Personal details
- Born: 12 December 1957 (age 68)
- Spouse: Rajeev Joshi
- Alma mater: University of Allahabad
- Occupation: Banker
- Known for: Executive Director of Reserve Bank of India

= Deepali Pant Joshi =

Indian economist

Deepali Pant Joshi is a former executive director of the Reserve Bank of India (retired in 2017). She is a development economist and a writer on economic subjects. Her professional responsibilities have included the Department of Currency Management , Legal Department and Premises Department. She was the First Appellate authority under the Right to Information Act, as well as the RBI nominee on the governing council of the Institute of Banking Personnel Selection (IBPS) and director on the board of Bharatiya Reserve Bank Note Mudran Private Limited (BRBNMPL).

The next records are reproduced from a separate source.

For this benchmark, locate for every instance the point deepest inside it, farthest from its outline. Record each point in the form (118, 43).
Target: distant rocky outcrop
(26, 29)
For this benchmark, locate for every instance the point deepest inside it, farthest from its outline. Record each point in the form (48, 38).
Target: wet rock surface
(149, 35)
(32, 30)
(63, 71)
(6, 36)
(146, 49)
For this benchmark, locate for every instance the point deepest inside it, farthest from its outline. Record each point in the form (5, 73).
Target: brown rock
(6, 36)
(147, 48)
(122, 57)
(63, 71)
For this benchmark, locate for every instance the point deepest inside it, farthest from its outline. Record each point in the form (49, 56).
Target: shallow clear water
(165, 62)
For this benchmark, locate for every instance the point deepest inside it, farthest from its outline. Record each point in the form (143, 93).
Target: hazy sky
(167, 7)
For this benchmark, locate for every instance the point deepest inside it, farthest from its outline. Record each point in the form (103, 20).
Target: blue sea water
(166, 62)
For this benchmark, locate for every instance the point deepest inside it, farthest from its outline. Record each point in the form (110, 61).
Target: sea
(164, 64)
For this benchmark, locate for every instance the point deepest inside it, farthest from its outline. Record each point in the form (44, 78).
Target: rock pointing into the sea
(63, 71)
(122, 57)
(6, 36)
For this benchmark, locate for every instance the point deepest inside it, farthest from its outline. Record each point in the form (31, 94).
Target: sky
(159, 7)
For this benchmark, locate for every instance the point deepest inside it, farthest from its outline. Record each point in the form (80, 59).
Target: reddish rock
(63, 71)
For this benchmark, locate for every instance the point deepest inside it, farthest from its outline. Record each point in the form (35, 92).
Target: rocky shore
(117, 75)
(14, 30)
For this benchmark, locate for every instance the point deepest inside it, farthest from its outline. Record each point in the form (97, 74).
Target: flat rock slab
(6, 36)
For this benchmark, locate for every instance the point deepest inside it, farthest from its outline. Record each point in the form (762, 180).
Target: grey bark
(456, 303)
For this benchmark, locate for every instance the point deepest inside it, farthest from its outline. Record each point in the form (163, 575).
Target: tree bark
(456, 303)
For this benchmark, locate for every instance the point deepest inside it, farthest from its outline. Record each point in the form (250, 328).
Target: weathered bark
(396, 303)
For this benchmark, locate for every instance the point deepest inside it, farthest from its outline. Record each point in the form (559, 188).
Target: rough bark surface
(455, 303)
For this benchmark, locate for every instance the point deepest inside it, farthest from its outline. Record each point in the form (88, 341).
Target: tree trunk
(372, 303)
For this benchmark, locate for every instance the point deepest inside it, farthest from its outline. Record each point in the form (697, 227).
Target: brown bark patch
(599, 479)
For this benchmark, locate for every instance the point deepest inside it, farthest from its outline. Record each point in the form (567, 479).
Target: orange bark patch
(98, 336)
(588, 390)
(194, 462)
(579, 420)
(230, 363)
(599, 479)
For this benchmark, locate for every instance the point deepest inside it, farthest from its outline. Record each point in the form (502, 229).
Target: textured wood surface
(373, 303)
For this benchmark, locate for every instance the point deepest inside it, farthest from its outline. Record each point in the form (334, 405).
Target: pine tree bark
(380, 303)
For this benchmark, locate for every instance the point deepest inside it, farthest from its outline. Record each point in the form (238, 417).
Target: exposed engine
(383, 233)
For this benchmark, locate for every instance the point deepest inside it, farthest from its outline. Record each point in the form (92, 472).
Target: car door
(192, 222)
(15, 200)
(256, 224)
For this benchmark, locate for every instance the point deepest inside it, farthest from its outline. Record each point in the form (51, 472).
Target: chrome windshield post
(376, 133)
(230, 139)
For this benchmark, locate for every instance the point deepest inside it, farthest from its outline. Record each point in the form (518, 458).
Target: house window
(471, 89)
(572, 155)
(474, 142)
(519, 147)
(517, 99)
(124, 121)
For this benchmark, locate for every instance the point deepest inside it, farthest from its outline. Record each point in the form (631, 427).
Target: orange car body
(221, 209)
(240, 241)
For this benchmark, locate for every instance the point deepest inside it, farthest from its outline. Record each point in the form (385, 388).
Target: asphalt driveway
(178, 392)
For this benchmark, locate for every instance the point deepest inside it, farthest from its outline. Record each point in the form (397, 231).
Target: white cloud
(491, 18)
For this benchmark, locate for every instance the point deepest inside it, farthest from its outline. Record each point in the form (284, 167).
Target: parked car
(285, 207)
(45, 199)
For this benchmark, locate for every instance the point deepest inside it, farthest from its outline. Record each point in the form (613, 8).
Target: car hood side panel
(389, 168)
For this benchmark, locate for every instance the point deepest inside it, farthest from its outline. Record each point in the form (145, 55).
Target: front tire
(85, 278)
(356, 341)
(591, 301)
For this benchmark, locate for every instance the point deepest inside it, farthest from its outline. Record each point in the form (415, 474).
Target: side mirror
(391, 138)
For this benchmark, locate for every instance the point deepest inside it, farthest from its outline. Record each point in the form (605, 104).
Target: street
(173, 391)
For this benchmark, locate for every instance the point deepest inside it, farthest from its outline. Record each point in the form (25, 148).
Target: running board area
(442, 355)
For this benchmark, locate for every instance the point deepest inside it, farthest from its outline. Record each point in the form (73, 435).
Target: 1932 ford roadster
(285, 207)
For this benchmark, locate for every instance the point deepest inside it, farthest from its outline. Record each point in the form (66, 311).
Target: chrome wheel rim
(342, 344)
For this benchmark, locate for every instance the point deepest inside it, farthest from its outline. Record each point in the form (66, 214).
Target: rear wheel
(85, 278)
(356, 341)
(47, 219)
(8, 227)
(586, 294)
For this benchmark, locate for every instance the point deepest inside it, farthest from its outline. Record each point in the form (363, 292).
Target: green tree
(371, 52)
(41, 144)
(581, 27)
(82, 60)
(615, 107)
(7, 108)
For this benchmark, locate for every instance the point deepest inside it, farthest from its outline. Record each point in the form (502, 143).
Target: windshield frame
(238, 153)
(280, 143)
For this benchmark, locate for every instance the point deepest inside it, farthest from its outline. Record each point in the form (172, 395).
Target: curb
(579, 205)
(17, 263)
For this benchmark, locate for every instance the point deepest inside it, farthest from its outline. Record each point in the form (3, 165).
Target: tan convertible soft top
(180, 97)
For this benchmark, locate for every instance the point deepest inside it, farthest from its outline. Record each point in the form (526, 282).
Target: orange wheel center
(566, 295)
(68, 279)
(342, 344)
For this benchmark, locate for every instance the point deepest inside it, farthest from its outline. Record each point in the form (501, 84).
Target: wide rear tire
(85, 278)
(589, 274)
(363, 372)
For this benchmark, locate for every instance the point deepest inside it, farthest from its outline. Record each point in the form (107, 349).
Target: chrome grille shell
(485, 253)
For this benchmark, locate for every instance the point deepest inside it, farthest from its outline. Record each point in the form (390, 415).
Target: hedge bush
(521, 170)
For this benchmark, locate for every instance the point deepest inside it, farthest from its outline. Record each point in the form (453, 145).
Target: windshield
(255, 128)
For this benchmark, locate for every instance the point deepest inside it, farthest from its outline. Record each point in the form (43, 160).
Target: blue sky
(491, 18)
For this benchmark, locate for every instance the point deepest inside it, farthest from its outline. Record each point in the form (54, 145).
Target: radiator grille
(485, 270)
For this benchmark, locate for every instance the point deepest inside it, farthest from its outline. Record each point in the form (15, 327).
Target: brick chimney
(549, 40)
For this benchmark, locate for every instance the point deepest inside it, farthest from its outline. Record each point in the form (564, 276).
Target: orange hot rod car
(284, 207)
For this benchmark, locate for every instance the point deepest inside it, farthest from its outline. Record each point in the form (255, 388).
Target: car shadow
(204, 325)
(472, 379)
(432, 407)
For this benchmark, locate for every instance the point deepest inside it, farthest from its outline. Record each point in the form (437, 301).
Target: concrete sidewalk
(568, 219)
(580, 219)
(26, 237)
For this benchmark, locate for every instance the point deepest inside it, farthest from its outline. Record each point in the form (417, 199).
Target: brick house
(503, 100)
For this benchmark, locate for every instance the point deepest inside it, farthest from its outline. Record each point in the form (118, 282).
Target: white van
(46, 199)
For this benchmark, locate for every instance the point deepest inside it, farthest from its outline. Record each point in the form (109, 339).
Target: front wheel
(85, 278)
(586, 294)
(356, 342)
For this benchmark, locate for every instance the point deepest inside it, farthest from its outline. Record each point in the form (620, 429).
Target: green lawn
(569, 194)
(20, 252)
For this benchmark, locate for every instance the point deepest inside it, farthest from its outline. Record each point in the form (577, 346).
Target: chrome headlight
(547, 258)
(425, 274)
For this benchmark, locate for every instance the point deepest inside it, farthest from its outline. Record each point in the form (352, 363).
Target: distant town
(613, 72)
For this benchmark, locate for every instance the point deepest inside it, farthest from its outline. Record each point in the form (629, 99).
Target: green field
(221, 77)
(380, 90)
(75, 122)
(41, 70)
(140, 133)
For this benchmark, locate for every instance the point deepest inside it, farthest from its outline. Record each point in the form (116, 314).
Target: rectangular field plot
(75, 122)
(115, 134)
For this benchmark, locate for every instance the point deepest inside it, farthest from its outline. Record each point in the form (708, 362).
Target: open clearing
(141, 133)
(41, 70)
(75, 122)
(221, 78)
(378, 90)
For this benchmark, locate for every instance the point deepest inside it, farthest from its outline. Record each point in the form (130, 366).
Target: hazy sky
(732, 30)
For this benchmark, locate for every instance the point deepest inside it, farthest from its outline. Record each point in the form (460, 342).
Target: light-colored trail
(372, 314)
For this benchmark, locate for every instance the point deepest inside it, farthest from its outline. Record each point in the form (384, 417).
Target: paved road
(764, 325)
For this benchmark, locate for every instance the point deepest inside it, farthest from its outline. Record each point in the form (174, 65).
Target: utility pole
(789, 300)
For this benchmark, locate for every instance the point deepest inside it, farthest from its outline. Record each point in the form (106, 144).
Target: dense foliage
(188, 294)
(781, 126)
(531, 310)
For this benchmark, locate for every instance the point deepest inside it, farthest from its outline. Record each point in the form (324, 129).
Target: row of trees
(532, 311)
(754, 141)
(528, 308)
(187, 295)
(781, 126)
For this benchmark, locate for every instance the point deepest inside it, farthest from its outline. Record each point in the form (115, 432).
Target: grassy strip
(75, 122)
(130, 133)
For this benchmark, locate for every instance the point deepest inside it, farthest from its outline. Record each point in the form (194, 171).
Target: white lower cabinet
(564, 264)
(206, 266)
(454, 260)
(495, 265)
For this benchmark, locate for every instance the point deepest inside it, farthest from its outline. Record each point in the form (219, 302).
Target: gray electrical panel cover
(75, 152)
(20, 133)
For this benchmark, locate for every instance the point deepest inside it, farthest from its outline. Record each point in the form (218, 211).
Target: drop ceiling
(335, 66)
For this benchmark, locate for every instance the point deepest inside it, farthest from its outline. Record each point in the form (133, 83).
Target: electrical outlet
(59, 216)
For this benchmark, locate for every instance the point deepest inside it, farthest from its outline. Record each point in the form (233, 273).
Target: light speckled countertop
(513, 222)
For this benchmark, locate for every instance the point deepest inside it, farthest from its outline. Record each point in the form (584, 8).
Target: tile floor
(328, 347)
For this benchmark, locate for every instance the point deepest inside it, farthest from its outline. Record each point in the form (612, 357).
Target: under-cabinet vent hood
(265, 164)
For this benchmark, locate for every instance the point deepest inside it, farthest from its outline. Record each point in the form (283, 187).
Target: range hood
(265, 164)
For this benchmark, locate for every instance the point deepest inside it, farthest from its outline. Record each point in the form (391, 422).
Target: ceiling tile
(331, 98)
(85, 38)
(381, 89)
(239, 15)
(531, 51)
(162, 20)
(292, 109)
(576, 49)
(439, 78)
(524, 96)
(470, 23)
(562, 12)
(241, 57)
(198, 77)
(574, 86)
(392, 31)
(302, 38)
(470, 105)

Joshi has also served as the RBI regional director of Rajasthan. Prior to her appointment as executive director, Joshi was responsible for Customer Service Department and Rural Planning and Credit Department.

==Early life==

Deepali Pant Joshi studied at St. Mary's Convent Inter College, Prayagraj and at the University of Allahabad. Her father, Mr Jagdish Mohan Pant was an Advocate at the Allahabad High Court and later Administrator General and Official Trustee for the state of Uttar Pradesh. Her mother Professor Chandra Pant taught history at the University of Allahabad.

==Personal life==
Joshi is an only child. She is married to Rajeev Joshi. They have two sons, Paritosh and Kunal.

==Career==
Joshi is a fellow of Harvard University Asia Centre where she did post doctoral research in the areas of Finance and Economics. She holds a doctoral degree from the University of Allahabad and Law and Management degrees. She joined the Reserve Bank of India as a direct recruit in 1981 and has been with the Reserve Bank since. She has held several important professional responsibilities as Chief General Manager in charge of Urban Banks and Currency Management and administrative responsibilities at RBI Hyderabad. She was the Banking Ombudsman for the State of Andhra Pradesh and Principal, Bankers Training College and Director on the Board of Andhra Bank. Her previous professional responsibility was Chief General Manager in Charge of Rural Planning and Credit Department. She is a prolific writer and has four significant books to her credit. She renders faculty support to the College of Agricultural Banking and has lectured extensively at the IAS Academy at Mussoorie, at the Administrative Staff College, Hyderabad and at several Indian and foreign Universities. She has represented the RBI in several important International Conferences and is the India representative on the Financial Inclusion Expert Group of the G-20. Her policy interests lie in the area of welfare and development economics, law and currency management .

==Speeches==
- Closing Remarks
- Presentation on Financial Inclusion and Financial Literacy
- Indian Financial Markets: Fuelling the Growth of the Indian Economy
- Indian Rural Banking Sector
- Reserve Bank of India at National Seminar on Consumer Protection – Agenda for Inclusive Growth
- Conference of Principal Code Compliance Officers (PCCOs) / Chairmen of Regional Rural Banks organised by BCSBI at Mumbai
- Enabling Urban Microfinance-Keynote Address by Dr Deepali Pant Joshi, Executive Director, Reserve Bank of India at the Conference on The Challenges of Enabling Urban Finance organised by Minorities Development Department, Government of Maharashtra and MAVIM the State Womens'
- Speech on Financial Inclusion
- Financial Education and Customer Protection
- Financial Education Key to Promoting Financial Inclusion and Customer Protection
- Financial Inclusion - Journey so far and Road Ahead
- NISM Conference on Ethics and Corporate Governance-Speech
- Moving Financial Capability Forward: Innovation Scale and Impact
- Financial Inclusion - The Indian Model – Challenges & Prospects-Presentation at Center for international Development- Harvard Kennedy School, Cambridge
- Strategy adopted for Financial Inclusion
- Fortifying cooperatives - efforts to strengthen the short term cooperative credit structure

==Bibliography==
- Social Banking Promise Performance and Potential
- Employment and Poverty Alleviation Programs in India in K. K. Bagchi
- The Financial Inclusion Imperative, Cambridge Books, Cambridge University Press and a host of research articles published in journals both in India and abroad.